= Drake Olson =

American racing driver

Herbert Drake Olson (born April 5, 1955) is an American former racing driver from Bridgewater, Connecticut.

Olson made one CART World Series start in 1983 at Road America. In 1984, he drove in three Can-Am races, an IMSA GT Championship race and two World Endurance Championship races, including the 1984 24 Hours of Le Mans where he was caught up in the debris field of his Aston Martin teammate John Sheldon's crash that killed a track worker.

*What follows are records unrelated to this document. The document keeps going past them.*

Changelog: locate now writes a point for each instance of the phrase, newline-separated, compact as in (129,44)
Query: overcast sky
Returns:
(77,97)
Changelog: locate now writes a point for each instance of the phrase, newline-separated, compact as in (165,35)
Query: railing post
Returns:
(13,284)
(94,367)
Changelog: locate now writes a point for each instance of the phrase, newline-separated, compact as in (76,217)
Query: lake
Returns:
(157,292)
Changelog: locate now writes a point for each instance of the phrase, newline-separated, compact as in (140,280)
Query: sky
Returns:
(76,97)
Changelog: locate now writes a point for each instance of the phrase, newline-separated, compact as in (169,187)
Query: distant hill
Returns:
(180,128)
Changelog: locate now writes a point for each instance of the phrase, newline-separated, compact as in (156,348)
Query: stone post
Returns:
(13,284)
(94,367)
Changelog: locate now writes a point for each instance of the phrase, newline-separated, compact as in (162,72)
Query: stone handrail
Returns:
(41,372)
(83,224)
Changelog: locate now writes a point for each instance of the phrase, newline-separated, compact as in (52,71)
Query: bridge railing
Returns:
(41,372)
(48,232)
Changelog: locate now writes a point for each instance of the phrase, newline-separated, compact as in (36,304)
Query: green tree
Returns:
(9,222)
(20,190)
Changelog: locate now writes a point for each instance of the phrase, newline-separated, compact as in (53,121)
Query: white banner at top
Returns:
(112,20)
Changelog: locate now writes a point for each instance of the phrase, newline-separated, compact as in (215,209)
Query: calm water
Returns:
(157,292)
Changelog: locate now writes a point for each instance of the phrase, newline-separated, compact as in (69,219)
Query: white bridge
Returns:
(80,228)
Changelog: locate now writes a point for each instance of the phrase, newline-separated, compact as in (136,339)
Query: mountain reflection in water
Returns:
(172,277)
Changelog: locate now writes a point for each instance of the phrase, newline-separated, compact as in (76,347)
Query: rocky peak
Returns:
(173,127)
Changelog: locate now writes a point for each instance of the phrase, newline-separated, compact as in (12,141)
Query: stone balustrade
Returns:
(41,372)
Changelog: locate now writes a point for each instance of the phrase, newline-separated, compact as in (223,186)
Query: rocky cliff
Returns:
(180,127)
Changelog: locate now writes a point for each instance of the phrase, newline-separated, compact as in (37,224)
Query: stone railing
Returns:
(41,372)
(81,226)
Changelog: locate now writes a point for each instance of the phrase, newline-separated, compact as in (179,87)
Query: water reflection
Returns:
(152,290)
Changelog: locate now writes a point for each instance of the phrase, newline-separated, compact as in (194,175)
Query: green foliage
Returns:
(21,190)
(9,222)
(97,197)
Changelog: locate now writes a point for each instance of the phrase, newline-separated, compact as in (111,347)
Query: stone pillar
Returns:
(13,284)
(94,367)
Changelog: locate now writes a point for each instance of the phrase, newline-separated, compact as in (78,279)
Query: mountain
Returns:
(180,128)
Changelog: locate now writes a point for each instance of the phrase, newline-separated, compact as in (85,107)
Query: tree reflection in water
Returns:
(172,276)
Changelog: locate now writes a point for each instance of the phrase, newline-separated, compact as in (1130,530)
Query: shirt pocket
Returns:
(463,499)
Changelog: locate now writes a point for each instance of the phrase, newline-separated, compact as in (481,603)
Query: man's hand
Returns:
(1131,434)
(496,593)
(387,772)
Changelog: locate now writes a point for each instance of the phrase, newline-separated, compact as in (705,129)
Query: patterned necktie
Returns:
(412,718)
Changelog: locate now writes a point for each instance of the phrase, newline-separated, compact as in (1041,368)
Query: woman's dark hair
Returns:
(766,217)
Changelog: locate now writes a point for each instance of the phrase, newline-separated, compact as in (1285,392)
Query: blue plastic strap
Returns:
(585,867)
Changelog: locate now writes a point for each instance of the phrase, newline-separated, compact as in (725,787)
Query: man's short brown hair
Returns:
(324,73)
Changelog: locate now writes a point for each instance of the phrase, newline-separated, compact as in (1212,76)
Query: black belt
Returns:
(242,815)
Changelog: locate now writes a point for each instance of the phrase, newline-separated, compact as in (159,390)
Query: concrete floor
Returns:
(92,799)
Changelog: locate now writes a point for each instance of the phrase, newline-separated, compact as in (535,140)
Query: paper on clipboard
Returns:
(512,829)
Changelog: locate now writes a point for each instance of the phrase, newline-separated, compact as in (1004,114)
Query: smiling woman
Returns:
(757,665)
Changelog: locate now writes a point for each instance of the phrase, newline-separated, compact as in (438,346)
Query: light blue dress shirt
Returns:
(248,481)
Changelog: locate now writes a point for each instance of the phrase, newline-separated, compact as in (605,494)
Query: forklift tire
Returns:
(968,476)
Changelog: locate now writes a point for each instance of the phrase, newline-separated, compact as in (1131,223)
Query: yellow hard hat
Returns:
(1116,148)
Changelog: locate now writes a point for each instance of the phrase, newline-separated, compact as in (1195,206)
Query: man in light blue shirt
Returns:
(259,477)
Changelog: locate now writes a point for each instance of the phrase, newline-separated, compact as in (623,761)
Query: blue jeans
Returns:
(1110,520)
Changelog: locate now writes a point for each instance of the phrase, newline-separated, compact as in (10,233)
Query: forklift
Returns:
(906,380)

In 1985, he won three races with Dyson Racing in IMSA Camel GTP, the team's first, in a Porsche 962. 1986 saw Olson continue in IMSA GTP with Dyson and Preston Henn fielding his entries. That year, he also competed in the 1986 24 Hours of Le Mans, co-driving a Rothmans Porsche factory 962 with Vern Schuppan. Olson was away from racing after that until 1989 when he returned with the All American Racers Toyota 88C factory team in IMSA GTP. He won two poles and finished ninth in points. 1990 would be his final year of professional racing, as he finished tenth in GTP points with three poles for All American Racers in their Eagle HF89.

After retiring from racing, Olson became a glacier pilot in Alaska, and appeared as such in 2012 in National Geographic Channel documentary show Alaska Wing Men.